Emmanuel Combe a publié dans L’Opinion le 21 Juin 2021 une chronique sur les start-up de la tech.
Vive la tech !
Alors que le salon Vivatech vient de s’achever, on peut se demander si l’engouement suscité par un tel évènement n’est pas exagéré. De prime abord, lorsque l’on parle de start-up du numérique, on parle au mieux de quelques milliers d’entreprises, alors que notre pays en compte 2,7 millions ; de même, selon une étude de Roland Berger, les 120 plus grosses start-up du numérique représentaient en 2020 160 000 emplois directs et indirects, soit… moins de 1 % de l’emploi salarié.
Mais en réalité, si nous portons autant d’attention à ces pépites en devenir, c’est pour une bonne raison : elles constituent un ingrédient essentiel de notre croissance économique future. En effet, ce qui tire aujourd’hui la croissance d’un pays développé comme la France, ce sont les gains de productivité. Ces derniers proviennent moins des grandes entreprises installées que de l’entrée de nouvelles entreprises plus efficaces : ainsi, selon une étude de la DG Trésor, l’effet schumpétérien de destruction créatrice, par lequel de nouveaux opérateurs viennent remplacer des entreprises installées, expliquerait les deux tiers des gains de productivité en France au cours de la période 2011-2017.
Un tel phénomène a une double explication. Tout d’abord, les nouvelles entreprises ont une incitation plus forte à lancer des innovations de rupture : contrairement aux opérateurs installés, elles ne craignent pas de cannibaliser leurs ventes existantes… puisqu’elles n’ont en pas encore ! De plus, les start-up partent d’une page blanche : elles n’ont pas à gérer les contraintes d’une longue histoire, ce qui les rend plus agiles et audacieuses.
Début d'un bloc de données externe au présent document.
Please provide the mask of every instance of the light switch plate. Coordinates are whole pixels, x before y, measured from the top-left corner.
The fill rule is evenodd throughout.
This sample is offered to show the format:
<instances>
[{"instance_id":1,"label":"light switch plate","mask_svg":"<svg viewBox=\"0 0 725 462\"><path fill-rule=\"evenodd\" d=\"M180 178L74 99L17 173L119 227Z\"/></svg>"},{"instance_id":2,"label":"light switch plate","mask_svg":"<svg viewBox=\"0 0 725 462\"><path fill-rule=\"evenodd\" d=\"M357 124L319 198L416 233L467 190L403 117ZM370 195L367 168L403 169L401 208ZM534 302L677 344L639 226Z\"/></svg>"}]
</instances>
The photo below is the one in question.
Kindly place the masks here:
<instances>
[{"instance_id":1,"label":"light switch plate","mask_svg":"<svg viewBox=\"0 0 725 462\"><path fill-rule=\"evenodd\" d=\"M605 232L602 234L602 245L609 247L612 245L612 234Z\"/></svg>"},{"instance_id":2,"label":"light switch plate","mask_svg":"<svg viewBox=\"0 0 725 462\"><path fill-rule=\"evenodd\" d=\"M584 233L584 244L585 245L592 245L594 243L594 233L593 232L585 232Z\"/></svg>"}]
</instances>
Dans le cas du numérique, les start-up lancent souvent des innovations dont les usages sont potentiellement multiples et peuvent irriguer l’ensemble de l’économie : leur impact sur la croissance peut donc être large. Prenons l’exemple d’une entreprise comme Mirakl : spécialisée dans les solutions logicielles de commerce en ligne, elle s’adresse potentiellement à toutes les entreprises qui veulent développer leurs ventes sur Internet. Dans d’autres cas, les start-up du numérique se focalisent sur un secteur d’activité existant mais viennent en révolutionner le fonctionnement : ainsi, dans le domaine de la santé, une entreprise comme Doctolib a permis, grâce à son application, de développer la téléconsultation médicale et de rendre plus fluide la prise de rendez-vous entre médecins et patients.
On comprend dans ces conditions pourquoi la question de la croissance rapide et forte de ces entreprises est devenue si stratégique pour les pouvoirs publics : le nombre de licornes – ces start-up non-côtés qui ont dépassé le milliard d’euros de valorisation — est le signe de la capacité d’un pays à renouveler son tissu économique et donc à générer des gains de productivité. Le succès de la tech numérique n’est pas un sujet pour geeks : c’est d’abord un enjeu pour notre croissance.
A cet égard, si la France reste encore loin derrière un pays comme le Royaume-Uni, elle a fortement progressé ces dernières années : notre pays comptait seulement 5 licornes en 2017 ; elle en compte aujourd’hui trois fois plus. L’ambition est d’atteindre le chiffre de 25 licornes d’ici quatre ans et, pourquoi pas, d’accueillir au sein du CAC40 un nouveau géant d’ici 2030.
Emmanuel Combe est professeur à Skema business school et vice-président de l’Autorité de la concurrence.